Then I, John Brenton Hope, almost wished myself asleep again. I did. They looked at each other. I knew they were speaking; but that was not the thing that went into my heart. Up rose before me the woman's face I had seen, Edith Weir. I seemed to hear her name—I saw her—through Moxton's presence.

He looked out so hardly and proudly that minute, as though he would crush remorselessly every weak or unlovely thing, even though it were part of himself—Lucifer, but Lucifer triumphant, and as Byron imagined he would be in that case.

I thought all this and much more in the second of time ere we were made known to each other.
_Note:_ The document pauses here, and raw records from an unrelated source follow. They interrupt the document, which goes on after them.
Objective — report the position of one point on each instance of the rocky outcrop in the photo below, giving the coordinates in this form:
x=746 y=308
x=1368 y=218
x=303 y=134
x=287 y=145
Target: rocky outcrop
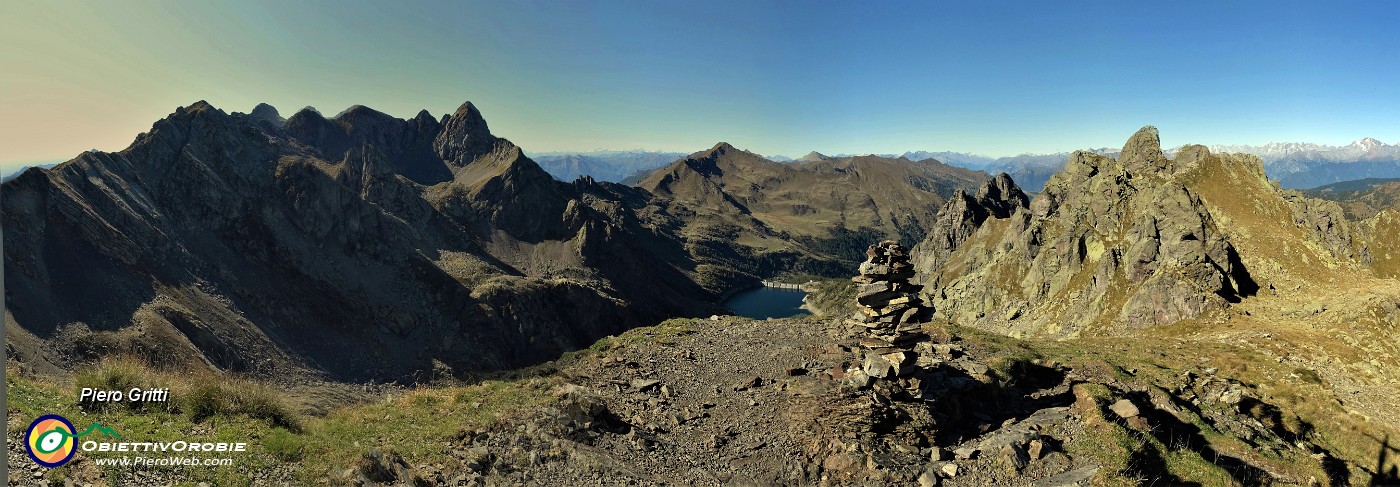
x=1108 y=244
x=998 y=198
x=749 y=217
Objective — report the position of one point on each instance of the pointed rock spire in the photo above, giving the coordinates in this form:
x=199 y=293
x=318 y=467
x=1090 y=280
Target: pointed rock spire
x=464 y=136
x=1143 y=151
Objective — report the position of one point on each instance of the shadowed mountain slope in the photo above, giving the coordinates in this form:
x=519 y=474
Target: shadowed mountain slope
x=1113 y=245
x=357 y=246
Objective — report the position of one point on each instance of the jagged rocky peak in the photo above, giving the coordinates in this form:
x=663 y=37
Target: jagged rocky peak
x=720 y=149
x=961 y=216
x=1001 y=196
x=1143 y=151
x=266 y=114
x=464 y=137
x=1096 y=249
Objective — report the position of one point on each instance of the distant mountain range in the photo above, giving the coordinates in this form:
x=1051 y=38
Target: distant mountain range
x=1295 y=165
x=602 y=165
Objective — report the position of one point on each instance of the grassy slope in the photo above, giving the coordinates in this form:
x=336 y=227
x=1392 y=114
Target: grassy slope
x=417 y=423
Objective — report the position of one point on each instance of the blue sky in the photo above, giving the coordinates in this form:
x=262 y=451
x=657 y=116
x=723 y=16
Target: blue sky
x=772 y=77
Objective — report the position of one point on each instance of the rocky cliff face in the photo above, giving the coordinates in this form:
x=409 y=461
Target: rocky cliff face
x=269 y=245
x=1130 y=242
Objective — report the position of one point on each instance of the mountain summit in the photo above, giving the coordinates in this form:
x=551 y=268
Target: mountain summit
x=1129 y=242
x=275 y=248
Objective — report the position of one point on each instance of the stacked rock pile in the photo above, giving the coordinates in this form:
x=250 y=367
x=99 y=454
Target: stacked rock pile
x=889 y=311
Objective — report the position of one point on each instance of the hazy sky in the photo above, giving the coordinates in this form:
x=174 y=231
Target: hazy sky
x=774 y=79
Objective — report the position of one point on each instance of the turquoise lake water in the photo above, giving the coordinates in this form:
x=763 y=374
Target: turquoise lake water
x=763 y=302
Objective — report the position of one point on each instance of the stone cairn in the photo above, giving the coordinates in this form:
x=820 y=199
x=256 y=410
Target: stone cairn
x=889 y=311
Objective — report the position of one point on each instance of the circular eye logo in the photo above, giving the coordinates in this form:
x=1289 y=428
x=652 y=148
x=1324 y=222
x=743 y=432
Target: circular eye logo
x=51 y=441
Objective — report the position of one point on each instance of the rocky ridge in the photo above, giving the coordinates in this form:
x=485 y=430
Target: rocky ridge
x=269 y=246
x=746 y=217
x=1108 y=242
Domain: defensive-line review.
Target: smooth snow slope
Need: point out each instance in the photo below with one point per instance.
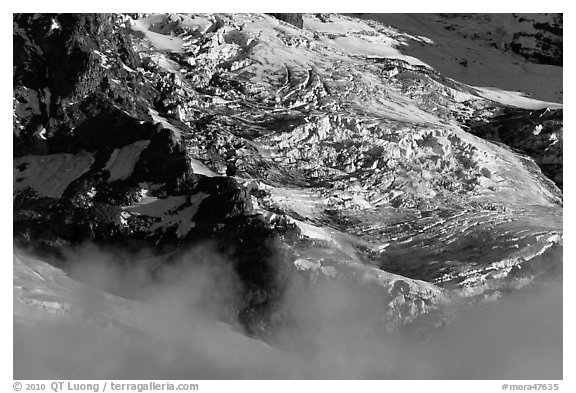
(487, 67)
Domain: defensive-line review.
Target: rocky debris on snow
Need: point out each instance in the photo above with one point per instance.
(306, 151)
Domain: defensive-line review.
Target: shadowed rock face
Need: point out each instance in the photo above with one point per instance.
(303, 153)
(293, 19)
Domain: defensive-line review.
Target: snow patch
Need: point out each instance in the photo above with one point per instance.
(50, 175)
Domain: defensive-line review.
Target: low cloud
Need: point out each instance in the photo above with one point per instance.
(171, 331)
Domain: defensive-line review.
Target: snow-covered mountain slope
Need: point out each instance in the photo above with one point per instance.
(327, 155)
(494, 52)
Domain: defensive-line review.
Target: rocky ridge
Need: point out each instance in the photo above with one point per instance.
(304, 153)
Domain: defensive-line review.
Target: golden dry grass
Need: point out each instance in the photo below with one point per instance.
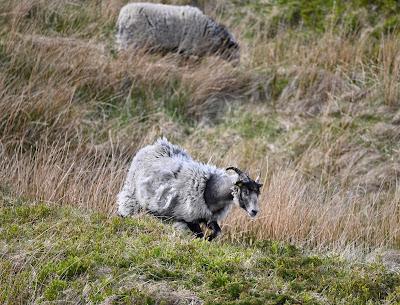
(72, 114)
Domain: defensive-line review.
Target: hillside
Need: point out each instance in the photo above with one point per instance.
(59, 255)
(313, 104)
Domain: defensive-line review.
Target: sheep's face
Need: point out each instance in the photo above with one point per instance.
(246, 194)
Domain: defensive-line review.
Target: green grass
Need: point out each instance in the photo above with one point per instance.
(52, 253)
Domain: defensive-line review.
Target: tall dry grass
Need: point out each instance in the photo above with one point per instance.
(72, 114)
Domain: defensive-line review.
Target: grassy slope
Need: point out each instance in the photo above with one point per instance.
(51, 253)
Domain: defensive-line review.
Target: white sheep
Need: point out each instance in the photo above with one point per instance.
(171, 28)
(166, 182)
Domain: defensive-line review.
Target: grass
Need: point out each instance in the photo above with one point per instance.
(52, 253)
(306, 106)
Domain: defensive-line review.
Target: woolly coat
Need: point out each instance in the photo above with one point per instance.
(164, 180)
(172, 28)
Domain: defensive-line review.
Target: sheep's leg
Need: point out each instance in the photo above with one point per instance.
(195, 228)
(213, 225)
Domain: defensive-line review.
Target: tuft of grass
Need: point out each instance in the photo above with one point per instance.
(70, 255)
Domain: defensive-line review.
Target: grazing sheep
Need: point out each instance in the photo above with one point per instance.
(166, 182)
(171, 28)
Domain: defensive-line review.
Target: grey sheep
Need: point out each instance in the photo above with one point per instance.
(166, 182)
(172, 28)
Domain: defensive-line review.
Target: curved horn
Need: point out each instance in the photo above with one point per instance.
(238, 171)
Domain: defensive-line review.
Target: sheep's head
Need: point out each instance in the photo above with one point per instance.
(246, 192)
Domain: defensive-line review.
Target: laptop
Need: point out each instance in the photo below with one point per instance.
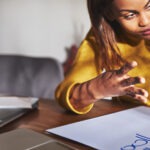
(8, 114)
(27, 139)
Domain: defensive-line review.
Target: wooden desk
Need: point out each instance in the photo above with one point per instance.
(49, 114)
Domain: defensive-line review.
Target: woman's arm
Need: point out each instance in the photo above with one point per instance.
(108, 84)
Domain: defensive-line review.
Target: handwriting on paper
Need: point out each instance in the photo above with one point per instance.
(141, 143)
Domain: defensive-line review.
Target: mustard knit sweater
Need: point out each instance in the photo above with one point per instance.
(84, 68)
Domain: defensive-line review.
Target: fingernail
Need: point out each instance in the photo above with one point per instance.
(134, 63)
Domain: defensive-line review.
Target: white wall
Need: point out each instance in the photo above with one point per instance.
(42, 27)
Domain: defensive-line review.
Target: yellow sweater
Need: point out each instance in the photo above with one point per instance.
(84, 68)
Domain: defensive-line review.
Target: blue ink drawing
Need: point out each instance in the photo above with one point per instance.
(140, 142)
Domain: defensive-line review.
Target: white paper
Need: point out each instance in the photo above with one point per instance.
(125, 130)
(16, 102)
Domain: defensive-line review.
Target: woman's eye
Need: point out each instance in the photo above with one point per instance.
(129, 16)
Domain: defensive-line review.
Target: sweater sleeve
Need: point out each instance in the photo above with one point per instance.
(83, 69)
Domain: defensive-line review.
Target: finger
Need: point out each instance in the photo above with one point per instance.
(141, 98)
(133, 91)
(126, 68)
(132, 81)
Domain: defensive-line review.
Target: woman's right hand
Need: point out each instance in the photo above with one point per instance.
(118, 83)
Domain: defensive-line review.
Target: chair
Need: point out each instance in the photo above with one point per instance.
(29, 76)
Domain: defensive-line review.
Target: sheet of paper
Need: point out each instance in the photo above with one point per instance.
(16, 102)
(125, 130)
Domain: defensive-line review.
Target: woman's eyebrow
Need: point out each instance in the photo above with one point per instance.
(134, 11)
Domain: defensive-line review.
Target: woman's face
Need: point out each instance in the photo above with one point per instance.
(133, 16)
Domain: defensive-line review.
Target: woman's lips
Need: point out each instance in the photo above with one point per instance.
(145, 32)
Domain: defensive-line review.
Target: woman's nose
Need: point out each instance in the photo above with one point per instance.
(144, 20)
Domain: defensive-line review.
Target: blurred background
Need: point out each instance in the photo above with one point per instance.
(42, 28)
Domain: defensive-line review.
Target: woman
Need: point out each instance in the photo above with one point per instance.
(114, 58)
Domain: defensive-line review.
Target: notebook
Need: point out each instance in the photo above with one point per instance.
(26, 139)
(124, 130)
(11, 112)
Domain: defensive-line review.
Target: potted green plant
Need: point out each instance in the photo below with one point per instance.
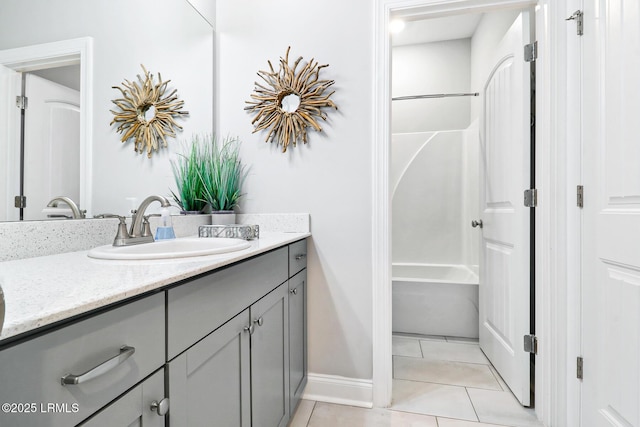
(187, 174)
(222, 175)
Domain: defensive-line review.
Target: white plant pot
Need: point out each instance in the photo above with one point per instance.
(223, 217)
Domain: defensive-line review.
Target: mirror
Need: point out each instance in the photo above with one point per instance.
(290, 103)
(286, 114)
(110, 178)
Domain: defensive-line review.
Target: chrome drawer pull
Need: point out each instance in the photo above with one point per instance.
(103, 368)
(162, 407)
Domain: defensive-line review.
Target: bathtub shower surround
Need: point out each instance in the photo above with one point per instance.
(435, 299)
(435, 250)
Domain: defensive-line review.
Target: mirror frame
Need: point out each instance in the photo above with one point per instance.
(289, 127)
(57, 54)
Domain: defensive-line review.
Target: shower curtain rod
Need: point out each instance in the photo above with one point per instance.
(437, 95)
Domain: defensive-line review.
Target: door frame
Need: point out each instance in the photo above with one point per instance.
(554, 170)
(58, 54)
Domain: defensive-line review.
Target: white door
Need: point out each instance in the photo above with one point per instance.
(9, 143)
(611, 214)
(52, 145)
(505, 167)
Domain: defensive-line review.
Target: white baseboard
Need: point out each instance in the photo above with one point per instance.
(341, 390)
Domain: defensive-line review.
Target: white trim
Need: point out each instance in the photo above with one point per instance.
(381, 250)
(57, 54)
(341, 390)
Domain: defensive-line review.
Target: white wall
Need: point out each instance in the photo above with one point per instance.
(428, 68)
(330, 177)
(491, 29)
(173, 40)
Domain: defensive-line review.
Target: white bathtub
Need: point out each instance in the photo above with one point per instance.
(435, 299)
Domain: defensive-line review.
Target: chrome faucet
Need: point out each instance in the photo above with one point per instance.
(140, 223)
(140, 231)
(77, 213)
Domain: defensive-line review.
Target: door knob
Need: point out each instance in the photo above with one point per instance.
(162, 407)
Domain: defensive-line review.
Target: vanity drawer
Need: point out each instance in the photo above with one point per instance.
(197, 308)
(297, 257)
(36, 387)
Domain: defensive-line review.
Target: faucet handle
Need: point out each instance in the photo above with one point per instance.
(109, 216)
(146, 227)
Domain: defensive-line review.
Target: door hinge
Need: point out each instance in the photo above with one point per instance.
(530, 198)
(579, 368)
(20, 202)
(580, 196)
(578, 16)
(531, 52)
(22, 102)
(531, 344)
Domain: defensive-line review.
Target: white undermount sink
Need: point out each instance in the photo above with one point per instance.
(183, 247)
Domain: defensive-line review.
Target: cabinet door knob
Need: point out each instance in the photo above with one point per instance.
(162, 407)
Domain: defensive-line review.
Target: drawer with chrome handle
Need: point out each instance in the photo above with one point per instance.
(81, 367)
(101, 369)
(297, 257)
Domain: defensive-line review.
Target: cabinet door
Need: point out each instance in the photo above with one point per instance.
(270, 359)
(297, 337)
(134, 408)
(209, 383)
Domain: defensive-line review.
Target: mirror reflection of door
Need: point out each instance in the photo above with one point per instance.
(51, 142)
(9, 143)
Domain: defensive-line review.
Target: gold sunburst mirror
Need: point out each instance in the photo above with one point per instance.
(291, 101)
(145, 114)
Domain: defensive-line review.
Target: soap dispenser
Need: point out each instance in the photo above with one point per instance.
(165, 227)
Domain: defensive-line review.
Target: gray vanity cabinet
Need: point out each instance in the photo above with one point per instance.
(97, 359)
(270, 359)
(134, 408)
(209, 384)
(231, 372)
(239, 374)
(297, 338)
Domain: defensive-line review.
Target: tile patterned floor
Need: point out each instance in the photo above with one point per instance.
(438, 382)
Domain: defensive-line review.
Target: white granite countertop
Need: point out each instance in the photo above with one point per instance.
(44, 290)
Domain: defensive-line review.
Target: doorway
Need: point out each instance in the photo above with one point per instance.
(382, 251)
(45, 58)
(462, 136)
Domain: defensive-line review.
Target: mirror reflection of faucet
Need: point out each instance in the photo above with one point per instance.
(75, 210)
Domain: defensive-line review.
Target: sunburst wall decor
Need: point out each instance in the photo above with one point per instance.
(145, 114)
(290, 102)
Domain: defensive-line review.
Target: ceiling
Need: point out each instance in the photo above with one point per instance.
(437, 29)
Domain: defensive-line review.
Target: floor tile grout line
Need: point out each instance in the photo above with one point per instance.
(452, 385)
(472, 405)
(311, 414)
(457, 419)
(494, 372)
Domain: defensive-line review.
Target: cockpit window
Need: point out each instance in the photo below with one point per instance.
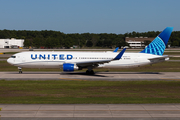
(13, 56)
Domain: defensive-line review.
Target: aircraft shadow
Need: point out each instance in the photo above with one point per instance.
(129, 72)
(82, 73)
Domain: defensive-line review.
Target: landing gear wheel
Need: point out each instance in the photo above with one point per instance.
(20, 70)
(90, 72)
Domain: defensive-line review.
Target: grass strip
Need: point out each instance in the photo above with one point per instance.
(88, 92)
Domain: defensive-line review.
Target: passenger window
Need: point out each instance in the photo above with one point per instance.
(13, 56)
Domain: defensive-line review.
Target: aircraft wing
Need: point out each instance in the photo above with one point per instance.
(96, 62)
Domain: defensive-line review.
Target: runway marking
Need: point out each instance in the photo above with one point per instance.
(90, 110)
(170, 79)
(72, 79)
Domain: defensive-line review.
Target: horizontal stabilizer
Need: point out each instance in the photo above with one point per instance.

Of course the speaking was a condescension to my old-world weakness, which I thought they might almost have dispensed with; but was rather taken aback when Moxton said, as if answering me—

"It were better."

I looked hard at him, as I had looked through many a man before.

He smiled and said—"I wonder in what manner we are alike?" Then, as I still gazed—"Edith Weir has taken so much of our thoughts."

I answered—"Charles Moxton, I do not quite comprehend all your meaning. I suppose you know all my thoughts. I only know some of yours, and even those seem to obey different laws, to be governed by different instincts to those common to the old world."

Alfred Weir interposed—"Moxton, you and I are the only men Hope has yet conversed with."

Then turning to me—"As soon as you become a little more accomplished in our language of thought you will read the laws of morals and manners in the mind of every one you converse with—not that they are difficult, the negative part is the lack of all you are ashamed of; the positive, as it is used, runs farther with some than with others."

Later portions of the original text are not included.